Thursday, February 2, 2012

Judge vs Jury on Preliminary Determinations of Admissibility

The following question was asked on the Facebook page @;

"Can you shed light on questions in evidence where it is up to the jury to decide certain things and up to the judge to instruct the jury etc."


On the MBE, these questions revolve around the preliminary determination as to whether evidence is admissible.

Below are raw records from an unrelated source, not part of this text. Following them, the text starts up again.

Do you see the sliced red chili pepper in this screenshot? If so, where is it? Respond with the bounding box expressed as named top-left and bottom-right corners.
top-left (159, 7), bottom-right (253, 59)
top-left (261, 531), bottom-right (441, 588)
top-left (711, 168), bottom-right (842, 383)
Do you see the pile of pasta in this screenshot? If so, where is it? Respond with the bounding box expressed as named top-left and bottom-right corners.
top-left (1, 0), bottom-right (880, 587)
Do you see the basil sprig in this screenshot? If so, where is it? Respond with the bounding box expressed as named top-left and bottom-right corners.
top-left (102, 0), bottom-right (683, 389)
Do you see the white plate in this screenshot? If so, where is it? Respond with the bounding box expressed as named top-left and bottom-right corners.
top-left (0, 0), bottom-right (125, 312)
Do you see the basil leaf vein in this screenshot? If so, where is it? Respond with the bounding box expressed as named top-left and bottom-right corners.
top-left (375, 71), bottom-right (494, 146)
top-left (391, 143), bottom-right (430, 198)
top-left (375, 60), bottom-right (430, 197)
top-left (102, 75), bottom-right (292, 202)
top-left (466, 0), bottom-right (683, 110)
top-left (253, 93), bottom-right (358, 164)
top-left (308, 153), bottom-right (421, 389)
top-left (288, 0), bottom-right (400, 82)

In other words, sometimes the existence of a preliminary fact is a condition to the admissibility of evidence, and a question is raised as to whether a judge or jury should make a determination as to that fact.

As a general rule, the judge decides on facts that involve the competency of evidence while the jury decides on facts that involve the relevancy of evidence.

More specifically, the jury decides matters such as the authenticity of a document, whether a witness had personal knowledge of an event to which the witness testified, as well as the credibility of any witness that has testified.

The judge, on the other hand, decides on matters such as the requirements of hearsay exceptions, the existence of a privilege, whether an expert is an expert for the purposes of expert testimony, etc. This is not an exhaustive list, but, generally, judges decide on matters of law, while juries decide on matters of fact.

As an additional matter, at least in respect to the MBE (as opposed to state-specific rules) when the judge is making these preliminary determinations of admissibility, the judge can consider any relevant evidence, even if that evidence would not be admissible under the Federal Rules for other purposes.